Aaaaannnnnd now I know why everyone who loved Pratchett before Dodger came out was less than impressed by that book. It's like a completely different person wrote these books. I waited so long to read any Discworld books because I had a strong suspicion I would be hooked. Yet I felt like I could no longer go on as a lover of fantasy, particularly British fantasy, without reading at least the four Tiffany Aching books: The Wee Free Men, A Hat Full of Sky, Wintersmith, and I Shall Wear Midnight. The Summer Series Challenge was the perfect kick in the pants I needed to get this done.
I'm going to do something a little different and not give my thoughts on each book, but instead talk about what I loved of the series as a whole.
Tiffany: I think you should be proud of not being worse than just deeply introverted and socially maladjusted. This was said by an enemy of Tiffany, an enemy trying to convince her to give up. Yet the words are not untrue. Sometimes the truth has more power, and this does describe Tiffany well. She is a girl who would be described as awkward, often invisible in plain sight, one who thinks and watches, and only speaks when necessary. Man can I relate to her and how her mind works, which helped to suck me into the story from the beginning. Watching her grow up and come into her own, accepting who she was and owning it over the course of the four novels was a delight.
The Nac Mac Feegle: The Nac Mac Feegle are the most dangerous of the fairy races, particularly when drunk. They love drinking, fighting, and stealing, and will in fact steal anything that is not nailed down. If it is nailed down, they wills teal the nails as well. I'm probably not supposed to think they're adorable. They would hate that. I can't help it. Everything about their cursing, drinking, fighting, stealing ways makes me want to pat them on their little heads. When they are at their most fiercely aggressive I want to scoop them up and hug them. I'm sure they would appreciate this about as much as my son does when I do it to him. They are an integral part of Tiffany's story in addition to being comic relief and adorable. Who she is is very much tied in with the Nac Mac Feegle. Rob Anybody, the leader, is a ferocious protector of Tiffany and is a major player in shaping who she becomes as the series progresses.
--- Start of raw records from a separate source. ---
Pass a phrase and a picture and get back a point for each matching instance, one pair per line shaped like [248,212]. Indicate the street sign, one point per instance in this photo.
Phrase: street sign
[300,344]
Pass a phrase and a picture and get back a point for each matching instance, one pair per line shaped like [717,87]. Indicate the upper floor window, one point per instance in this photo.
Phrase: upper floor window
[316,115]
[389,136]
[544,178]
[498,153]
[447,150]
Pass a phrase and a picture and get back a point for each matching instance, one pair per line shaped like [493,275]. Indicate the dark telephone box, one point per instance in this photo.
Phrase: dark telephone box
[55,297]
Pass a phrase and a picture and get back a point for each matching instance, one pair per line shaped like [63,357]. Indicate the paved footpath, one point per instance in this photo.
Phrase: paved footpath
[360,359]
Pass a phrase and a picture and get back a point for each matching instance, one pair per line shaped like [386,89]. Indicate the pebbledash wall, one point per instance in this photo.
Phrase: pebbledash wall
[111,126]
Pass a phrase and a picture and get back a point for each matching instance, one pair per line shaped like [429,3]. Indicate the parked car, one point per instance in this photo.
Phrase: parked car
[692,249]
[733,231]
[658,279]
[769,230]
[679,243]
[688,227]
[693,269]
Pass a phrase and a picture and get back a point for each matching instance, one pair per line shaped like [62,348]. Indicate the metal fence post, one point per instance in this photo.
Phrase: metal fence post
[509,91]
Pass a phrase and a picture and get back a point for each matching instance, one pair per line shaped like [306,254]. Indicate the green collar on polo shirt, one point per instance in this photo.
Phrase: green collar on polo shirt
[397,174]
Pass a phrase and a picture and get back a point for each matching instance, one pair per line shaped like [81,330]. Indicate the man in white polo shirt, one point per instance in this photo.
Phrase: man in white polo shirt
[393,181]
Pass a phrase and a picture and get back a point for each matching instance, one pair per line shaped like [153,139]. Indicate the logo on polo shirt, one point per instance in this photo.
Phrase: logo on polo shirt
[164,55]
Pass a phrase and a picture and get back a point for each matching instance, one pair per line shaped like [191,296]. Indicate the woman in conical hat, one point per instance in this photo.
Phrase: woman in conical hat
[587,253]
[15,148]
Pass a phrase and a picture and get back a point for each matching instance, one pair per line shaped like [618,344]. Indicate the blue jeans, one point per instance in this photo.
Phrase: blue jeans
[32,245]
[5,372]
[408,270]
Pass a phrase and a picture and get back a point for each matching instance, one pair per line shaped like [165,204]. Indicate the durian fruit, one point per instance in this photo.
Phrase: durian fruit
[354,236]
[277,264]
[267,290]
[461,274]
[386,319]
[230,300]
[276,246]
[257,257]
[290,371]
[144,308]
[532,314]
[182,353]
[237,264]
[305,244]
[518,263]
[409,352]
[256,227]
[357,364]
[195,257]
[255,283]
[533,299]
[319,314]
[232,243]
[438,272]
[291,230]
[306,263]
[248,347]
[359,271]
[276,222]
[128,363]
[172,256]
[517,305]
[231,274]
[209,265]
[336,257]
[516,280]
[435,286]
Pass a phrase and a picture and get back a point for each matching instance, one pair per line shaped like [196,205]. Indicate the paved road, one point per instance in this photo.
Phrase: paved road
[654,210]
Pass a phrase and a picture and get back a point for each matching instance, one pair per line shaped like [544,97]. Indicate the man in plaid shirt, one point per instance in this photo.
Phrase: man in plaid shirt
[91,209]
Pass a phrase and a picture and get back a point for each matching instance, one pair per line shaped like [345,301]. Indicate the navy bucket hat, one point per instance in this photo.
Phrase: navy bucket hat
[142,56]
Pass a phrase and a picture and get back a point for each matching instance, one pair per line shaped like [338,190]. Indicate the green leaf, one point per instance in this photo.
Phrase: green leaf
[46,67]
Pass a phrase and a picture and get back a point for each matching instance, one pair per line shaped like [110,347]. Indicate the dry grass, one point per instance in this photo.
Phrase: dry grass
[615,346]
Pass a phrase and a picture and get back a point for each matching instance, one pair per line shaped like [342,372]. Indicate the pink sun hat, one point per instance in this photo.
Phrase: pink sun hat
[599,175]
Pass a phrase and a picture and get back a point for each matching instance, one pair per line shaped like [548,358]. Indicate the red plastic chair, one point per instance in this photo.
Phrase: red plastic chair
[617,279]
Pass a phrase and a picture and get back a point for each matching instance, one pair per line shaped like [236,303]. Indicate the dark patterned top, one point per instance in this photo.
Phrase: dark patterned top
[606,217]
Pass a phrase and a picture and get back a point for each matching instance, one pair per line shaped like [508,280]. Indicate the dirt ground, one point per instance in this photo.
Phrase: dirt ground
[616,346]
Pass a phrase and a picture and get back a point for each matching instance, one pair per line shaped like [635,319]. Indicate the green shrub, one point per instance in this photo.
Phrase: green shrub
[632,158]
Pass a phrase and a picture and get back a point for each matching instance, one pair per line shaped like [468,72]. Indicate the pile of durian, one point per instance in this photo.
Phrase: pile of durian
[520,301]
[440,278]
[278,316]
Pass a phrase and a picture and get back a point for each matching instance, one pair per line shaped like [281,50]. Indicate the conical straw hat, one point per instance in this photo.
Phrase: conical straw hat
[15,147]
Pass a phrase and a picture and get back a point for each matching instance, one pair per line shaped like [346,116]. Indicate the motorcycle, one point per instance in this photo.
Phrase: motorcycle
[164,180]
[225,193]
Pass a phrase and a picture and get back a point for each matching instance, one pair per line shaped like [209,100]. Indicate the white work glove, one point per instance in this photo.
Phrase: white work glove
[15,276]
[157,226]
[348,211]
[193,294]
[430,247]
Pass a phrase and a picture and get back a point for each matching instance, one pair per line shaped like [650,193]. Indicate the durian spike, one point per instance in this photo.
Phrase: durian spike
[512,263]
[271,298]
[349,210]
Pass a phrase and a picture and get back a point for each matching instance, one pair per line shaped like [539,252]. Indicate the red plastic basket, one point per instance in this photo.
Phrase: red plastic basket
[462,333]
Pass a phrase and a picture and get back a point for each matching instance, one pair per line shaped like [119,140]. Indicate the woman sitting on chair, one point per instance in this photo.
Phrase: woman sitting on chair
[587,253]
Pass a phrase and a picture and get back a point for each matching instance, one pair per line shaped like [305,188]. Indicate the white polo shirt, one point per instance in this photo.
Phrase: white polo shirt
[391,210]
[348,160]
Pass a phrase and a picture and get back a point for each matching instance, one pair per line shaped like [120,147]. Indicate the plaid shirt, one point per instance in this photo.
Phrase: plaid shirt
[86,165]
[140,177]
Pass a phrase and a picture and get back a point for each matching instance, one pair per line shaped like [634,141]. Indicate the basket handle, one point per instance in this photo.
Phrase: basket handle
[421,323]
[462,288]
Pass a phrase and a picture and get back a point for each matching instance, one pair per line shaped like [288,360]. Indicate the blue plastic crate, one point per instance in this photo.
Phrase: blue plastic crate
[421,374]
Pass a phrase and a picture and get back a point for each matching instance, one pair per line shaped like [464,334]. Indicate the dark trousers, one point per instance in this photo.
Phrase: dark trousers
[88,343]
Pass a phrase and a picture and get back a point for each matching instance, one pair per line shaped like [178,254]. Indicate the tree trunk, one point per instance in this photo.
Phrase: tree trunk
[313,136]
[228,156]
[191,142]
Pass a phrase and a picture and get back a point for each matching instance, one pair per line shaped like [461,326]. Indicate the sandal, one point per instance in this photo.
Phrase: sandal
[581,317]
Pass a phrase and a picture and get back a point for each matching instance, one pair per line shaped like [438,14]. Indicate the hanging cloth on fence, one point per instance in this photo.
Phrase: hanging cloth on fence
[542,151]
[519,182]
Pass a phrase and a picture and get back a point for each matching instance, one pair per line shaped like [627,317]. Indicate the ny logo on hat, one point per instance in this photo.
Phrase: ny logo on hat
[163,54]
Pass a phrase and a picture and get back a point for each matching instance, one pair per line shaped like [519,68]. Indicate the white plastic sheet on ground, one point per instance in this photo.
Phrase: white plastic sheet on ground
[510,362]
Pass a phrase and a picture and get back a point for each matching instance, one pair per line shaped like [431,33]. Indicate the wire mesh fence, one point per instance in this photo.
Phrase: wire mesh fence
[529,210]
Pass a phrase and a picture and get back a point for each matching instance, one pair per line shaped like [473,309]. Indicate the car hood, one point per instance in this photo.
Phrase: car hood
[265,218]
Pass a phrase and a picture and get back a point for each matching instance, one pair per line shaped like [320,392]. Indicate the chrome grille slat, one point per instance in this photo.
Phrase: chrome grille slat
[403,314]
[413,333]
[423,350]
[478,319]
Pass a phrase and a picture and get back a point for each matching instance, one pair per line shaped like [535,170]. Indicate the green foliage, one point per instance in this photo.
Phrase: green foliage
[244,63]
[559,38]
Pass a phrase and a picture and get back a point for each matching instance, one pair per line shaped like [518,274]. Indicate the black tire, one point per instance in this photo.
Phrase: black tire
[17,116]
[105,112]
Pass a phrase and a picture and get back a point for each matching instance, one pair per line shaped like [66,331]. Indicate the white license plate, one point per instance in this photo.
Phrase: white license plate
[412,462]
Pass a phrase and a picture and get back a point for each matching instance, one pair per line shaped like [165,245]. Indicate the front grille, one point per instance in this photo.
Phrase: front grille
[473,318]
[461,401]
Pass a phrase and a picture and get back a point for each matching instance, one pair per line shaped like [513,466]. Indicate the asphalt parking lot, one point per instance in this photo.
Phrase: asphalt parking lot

Roland: Admittedly-and it took some admitting-he was a lot less of a twit than he had been. On the other hand, there had been such a lot of twit to begin with. Roland is rescued by Tiffany in book one, but because he is older and trained to fight everyone assumes it happened the other way around. Tiffany allows them to believe this. Roland allows them to believe this, but much to his credit he is not entirely comfortable with it. Which is surprising because when we first meet him Roland really is a twit. But he grows through the books, even if he sometimes still does twitty things. I also liked the realistic development of the relationship between Tiffany and him. I like how Pratchett played with the reader's expectations here.
The Older Witches (particularly Granny Weatherwax): These are true mentors. They don't teach. They don't instruct. They watch and let the younger witches learn. Granny Weatherwax is like that teacher you always wanted to impress, but who didn't impress easily, and when she was impressed it was hard to tell. I like how she's more than a little ruthless too. She is unwilling to bend rules, even for Tiffany, who she likes very much. She gives advice and lets Tiffany do her own thing, but is not gong to bend the rules of the universe to save her or get her out of trouble. She lets her live with the consequences and does not treat her like a special snowflake (even if she literally is one at one point). How refreshing.
Preston: For reasons.
The Writing: These books are clever and oh so humorous. They are not laugh out loud funny (okay-maybe occasionally). It is more the sort of humor that has you smirking as you read. It is subtle and tongue-in-cheek. I love this sort of understated humor. The stories of magic, fights with monsters, love, reconciliation, friendship, and family told within the pages of the four books are fun and fast paced yet also filled with heart and soul. I flagged so many pages when I was reading. So many fun quotes, so much wisdom, so much humor, so much great figurative language. I am in awe.